I call this practice working it out on the page exposition. This occurs when you have this giant chasm of mythology to manage and you try to work it all out on the page. You have your characters talking about it and hope you can write yourself into something that makes sense. While this is okay to do in first drafts, you need to refine and focus your mythology so that it’s not just some big garble of information, but rather something that’s logical and can hold up to scrutiny.

At one point Phyllis, the leader of VTI, mentions that she’s worried the United Nations is going to make a stink about the company’s latest actions. Um, why exactly should anyone be worried about a governmental body that’s already allowed 4.5 billion people to be enslaved? I think it’s safe to assume that they aren’t that bothered if they didn’t do anything after the first billion.

We also get this shaky plot goal about changing a memory in Lynn’s past, which will then, if I understand it correctly, change all the other imprisoned peoples’ memories, which will then wake them up. I must’ve read this part ten times and I still don’t understand how it works. You don’t get points just because you include a goal in your screenplay. The goal has to actually make sense. It must be clear. We must believe in it.

The script has a few interesting moments later on when we’re not sure whether our current reality is actually another matrix but these ideas are scattered and never amount to more than a brief, “Oh, that’s cool.”

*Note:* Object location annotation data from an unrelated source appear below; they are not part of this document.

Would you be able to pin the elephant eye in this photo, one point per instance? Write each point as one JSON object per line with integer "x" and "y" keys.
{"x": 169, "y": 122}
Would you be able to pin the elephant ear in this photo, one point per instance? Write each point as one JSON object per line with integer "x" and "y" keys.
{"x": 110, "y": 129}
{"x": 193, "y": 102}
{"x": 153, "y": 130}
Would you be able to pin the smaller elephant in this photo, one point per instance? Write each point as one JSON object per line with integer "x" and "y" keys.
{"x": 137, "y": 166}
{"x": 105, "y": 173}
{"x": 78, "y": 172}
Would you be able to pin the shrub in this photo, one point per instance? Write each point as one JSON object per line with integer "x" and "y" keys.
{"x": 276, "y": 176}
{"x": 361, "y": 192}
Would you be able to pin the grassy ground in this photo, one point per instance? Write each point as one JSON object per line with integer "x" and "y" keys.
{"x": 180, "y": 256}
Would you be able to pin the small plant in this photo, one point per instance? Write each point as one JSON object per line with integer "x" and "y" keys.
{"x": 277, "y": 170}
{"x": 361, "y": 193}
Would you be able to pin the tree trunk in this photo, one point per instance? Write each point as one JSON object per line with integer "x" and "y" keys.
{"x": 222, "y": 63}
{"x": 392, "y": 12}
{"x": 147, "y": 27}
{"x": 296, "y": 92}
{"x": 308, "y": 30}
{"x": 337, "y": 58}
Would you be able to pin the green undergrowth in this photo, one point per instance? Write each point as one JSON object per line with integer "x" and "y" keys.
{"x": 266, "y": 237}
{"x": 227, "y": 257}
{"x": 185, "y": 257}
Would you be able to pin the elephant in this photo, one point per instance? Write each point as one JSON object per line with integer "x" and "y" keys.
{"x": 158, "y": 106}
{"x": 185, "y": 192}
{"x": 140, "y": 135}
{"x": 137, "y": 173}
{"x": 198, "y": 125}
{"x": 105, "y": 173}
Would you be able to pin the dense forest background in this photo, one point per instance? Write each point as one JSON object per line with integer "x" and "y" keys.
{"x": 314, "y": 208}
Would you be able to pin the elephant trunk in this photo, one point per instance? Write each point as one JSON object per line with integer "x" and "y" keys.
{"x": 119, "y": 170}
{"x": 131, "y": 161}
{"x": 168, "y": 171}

It’s too bad because it seems like Quinn is using this story to explore several things she’s passionate about, specifically the place of women in society. But it’s buried underneath so much shaky mythology that it’s impossible for any of it to register. Which is why I will say it for the ten millionth time: KEEP IT SIMPLE STUPID. Stop overcomplicating your stories. Stop trying to do too much. Your story will be lost. Your message will be lost.

Luckily, we have the perfect comp for what “Reality” looks like in a tighter sleeker package: “Don’t Worry Darling.” The reason that script became one of the biggest script sales of the year was because it had ONE CLEAR MESSAGE and it didn’t do anything to distort that message. The script isn’t perfect. But in the battle between patriarchal Matrix movies, it’s much more focused and a lot more entertaining. And it’s because the writers kept things so simple.

Look, “Reality” isn’t a bad script. But the writer is still learning the craft. There’s that ‘searching’ quality to the writing that I see all the time with new writers. They’re trying to work their plot and characters out on the page instead of focusing on what they should be focusing on – entertaining you, the reader.

If you’re an aspiring screenwriter yourself, this is a rare opportunity to see the difference between a sale-able sci-fi script and what most amateur sci-fi scripts look like. Read “Reality” and “Don’t Worry Darling” back to back and you’ll have a better understanding of screenwriting than 90% of the aspiring writers out there.

[ ] What the hell did I just read?
[x] wasn’t for me
[ ] worth the read
[ ] impressive
[ ] genius

What I learned: Use different colored text ORGANICALLY to help your story. The best part of the script is that the first 15 pages are written in blue text. Then, when Lynn gets pulled out of virtual reality, it changes to black text. It had a similar effect to what it was like watching The Wizard of Oz when they went from black and white to color.